Three-taxon analysis

P.Hovenkamp Hovenkamp at NHN.LEIDENUNIV.NL
Thu Apr 10 10:40:30 CDT 2003


Many of the points have already been answered by Pierre Deleporte, so I'll 
just add a few comments.

At 12:40 PM 4/8/03 +0200, René Zaragüeta i Bagils wrote:

>We agree. Now you talk pattern. Mechanisms come after, this was what I tried
>to say.
(no comment)


>"When I was at secondary school, we used to amuse ourselves by proving
>anything at all with series of impressive looking formula's, which on
>closer inspection always included a division by zero somewhere. All this
>elaborate reasoning strongly reminds me of that period. Once you start
>misapplying terms you can "prove" anything.
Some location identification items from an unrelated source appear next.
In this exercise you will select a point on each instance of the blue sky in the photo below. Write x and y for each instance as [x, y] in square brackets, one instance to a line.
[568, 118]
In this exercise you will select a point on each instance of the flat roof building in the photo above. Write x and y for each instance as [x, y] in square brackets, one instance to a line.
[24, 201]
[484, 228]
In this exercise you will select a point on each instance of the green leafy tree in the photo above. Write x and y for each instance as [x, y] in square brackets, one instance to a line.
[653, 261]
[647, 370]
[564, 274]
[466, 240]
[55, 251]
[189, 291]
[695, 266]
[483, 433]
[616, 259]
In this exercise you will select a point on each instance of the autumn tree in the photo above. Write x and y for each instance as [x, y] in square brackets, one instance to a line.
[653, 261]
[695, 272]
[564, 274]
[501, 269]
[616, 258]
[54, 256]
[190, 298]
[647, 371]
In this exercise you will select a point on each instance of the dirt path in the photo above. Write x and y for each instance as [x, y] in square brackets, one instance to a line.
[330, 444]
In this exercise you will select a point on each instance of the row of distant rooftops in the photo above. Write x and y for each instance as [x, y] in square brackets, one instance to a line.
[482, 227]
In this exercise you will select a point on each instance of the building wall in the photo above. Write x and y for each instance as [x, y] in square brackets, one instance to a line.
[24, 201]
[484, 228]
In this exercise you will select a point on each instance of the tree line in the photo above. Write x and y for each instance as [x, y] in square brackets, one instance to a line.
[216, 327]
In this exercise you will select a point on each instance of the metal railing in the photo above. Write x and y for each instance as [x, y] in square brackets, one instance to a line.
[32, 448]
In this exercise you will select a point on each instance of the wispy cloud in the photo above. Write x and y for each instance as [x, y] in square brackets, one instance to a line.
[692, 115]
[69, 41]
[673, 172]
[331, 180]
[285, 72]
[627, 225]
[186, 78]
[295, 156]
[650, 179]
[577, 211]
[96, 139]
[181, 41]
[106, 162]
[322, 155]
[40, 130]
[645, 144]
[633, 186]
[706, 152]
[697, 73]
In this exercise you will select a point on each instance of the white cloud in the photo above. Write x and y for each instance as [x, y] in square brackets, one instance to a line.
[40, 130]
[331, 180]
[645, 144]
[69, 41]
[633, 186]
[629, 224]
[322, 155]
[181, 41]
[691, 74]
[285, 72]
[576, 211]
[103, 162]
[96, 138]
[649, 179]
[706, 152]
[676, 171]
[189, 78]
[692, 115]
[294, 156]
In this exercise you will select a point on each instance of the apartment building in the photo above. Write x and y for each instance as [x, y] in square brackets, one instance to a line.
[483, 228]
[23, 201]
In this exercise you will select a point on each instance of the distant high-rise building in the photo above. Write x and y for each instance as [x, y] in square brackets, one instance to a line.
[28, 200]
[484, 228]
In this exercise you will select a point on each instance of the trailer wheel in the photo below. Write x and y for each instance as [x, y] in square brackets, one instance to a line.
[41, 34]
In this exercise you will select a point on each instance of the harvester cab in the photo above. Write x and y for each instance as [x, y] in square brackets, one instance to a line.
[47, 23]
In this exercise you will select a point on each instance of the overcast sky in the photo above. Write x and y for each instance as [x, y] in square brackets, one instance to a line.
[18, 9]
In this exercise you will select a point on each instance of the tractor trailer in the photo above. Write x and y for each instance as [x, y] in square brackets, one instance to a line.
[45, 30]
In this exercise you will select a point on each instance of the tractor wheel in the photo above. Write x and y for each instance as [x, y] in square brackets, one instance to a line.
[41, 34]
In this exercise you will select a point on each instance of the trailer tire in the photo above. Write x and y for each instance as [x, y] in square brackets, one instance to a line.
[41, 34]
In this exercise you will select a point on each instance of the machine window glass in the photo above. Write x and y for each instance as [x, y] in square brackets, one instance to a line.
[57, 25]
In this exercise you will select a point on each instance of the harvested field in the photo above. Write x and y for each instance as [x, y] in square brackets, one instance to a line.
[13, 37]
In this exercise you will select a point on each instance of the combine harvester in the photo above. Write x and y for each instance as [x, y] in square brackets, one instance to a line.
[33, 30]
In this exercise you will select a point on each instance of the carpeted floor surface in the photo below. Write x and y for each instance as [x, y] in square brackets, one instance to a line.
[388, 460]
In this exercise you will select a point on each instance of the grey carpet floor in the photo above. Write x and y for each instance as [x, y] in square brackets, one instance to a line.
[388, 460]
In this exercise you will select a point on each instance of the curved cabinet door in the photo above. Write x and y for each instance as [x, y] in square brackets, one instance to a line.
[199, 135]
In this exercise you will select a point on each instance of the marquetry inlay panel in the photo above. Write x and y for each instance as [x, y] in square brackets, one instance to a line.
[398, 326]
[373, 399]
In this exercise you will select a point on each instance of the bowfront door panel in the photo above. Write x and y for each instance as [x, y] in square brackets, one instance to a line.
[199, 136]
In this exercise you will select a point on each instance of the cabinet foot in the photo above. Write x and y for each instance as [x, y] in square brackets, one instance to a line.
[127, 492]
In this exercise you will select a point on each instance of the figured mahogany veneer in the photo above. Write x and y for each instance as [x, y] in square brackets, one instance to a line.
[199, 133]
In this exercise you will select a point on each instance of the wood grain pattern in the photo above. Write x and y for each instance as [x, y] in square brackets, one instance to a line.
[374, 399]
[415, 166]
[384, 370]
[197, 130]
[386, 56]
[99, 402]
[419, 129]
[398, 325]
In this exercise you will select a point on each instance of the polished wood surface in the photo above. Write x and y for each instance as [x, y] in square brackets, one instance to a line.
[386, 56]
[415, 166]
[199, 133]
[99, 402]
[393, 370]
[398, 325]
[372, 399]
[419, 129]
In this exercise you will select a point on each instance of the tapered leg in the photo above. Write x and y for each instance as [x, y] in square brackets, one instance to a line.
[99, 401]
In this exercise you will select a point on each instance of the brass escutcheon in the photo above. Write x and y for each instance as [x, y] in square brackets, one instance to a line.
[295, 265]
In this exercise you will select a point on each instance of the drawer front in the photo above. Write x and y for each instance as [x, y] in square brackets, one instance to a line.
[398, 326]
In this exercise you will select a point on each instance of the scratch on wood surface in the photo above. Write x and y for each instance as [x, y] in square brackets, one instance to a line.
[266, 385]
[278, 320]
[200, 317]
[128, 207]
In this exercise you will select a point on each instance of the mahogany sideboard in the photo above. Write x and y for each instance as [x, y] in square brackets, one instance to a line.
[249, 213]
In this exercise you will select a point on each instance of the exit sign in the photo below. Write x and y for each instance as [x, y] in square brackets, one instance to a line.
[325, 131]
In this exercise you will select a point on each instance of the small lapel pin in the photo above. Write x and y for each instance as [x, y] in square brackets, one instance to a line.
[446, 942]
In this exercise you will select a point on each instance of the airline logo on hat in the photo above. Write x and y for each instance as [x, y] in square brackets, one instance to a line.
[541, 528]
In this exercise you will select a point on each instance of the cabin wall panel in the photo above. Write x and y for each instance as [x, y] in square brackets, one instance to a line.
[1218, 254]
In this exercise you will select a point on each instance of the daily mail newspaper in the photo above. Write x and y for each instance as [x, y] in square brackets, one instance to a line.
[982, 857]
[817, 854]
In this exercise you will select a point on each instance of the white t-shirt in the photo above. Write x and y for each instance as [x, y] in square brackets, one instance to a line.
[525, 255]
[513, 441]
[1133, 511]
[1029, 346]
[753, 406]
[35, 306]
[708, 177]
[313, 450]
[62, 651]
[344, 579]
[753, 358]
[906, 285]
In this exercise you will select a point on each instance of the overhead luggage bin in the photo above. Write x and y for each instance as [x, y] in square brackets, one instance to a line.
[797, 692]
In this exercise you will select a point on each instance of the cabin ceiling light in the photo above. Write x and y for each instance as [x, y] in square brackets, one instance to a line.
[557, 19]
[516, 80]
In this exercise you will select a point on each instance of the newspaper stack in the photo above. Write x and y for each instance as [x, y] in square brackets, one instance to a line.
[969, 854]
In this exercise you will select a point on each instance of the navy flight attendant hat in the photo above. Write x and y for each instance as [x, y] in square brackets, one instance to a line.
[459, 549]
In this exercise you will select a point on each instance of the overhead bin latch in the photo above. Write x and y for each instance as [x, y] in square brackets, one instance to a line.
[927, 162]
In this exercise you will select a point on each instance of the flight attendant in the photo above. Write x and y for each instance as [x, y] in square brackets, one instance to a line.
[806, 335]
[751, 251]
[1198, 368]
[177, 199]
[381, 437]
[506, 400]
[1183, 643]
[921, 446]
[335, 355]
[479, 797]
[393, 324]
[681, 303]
Characters cannot be
>paraphyletic. The term does not apply. It is as simple as that."
>
>Cladistic analysis is analysis, that means that what you know about the
>whole is (no more that) what you know about the parts. The whole are taxa,
>the parts are characters. These are no impressive formulae. If paraphyly
>applies to taxa, it applies to characters, because taxa are composed of
>characters (or cladistic analysis is not analysis).
Sorry - we may be having some linguistic misunderstandings. I was using an 
analogy. Looking at the elaborate papers by some 3TA-proponents, I still 
think the term "impressive formula" is not really misapplied.
Apart from that, this passage is again a perfect example of a misapplied 
term, this time compounded with a logical error. Taxa are not "composed of" 
characters. Even if they were, it is not necessarily the case that anything 
that applies to a whole, also applies to its parts. My name applies to me, 
but does it apply to my toenails?

>"Never ask for certainty unless you can offer it. You can test the assertion
>by looking for counterexamples. As you can any assertion."
>I cannot give you any certainity. But your construction of multistate
>characters uses certainty, at least that they are "states" of the "same"
>character.
Why would this be "certainty"? You seem to expect certainty of all your 
opponents before you let yourself be convinced. Yet, whenever you suspect 
certainty, you come up with the truism that certainty is impossible. Please 
be consistent.

>I do not understand what do you mean by "counterexamples" in this
>case. (the case being my assertion that characters do not arise "de novo")
A simple counterexample would be a character that did arise "de novo". But 
would you be able to recognise it? Not with certainty, that's for sure...;-)

>"Can we make any observations at all? If you say
>no, then retreat from science. If you say yes, you'd better start asking
>yourself how we do it instead of simply trying to deny we can."
>OK, it seems my English is really bad! The point is that the ultimate source
>of knowledge are not observations. This is not my idea, but Karl Popper's.
Again, debatable. Popper's point of view is a little more subtle.

>You cannot learn anything from observations alone, you need a theory FIRST
>to know what to observe (observations can only be tests of theories).

Please read back your posts before sending them off. The discrepancy 
between this statement and your first one (retained in this post without 
comment) is so glaring that it should have made you think twice.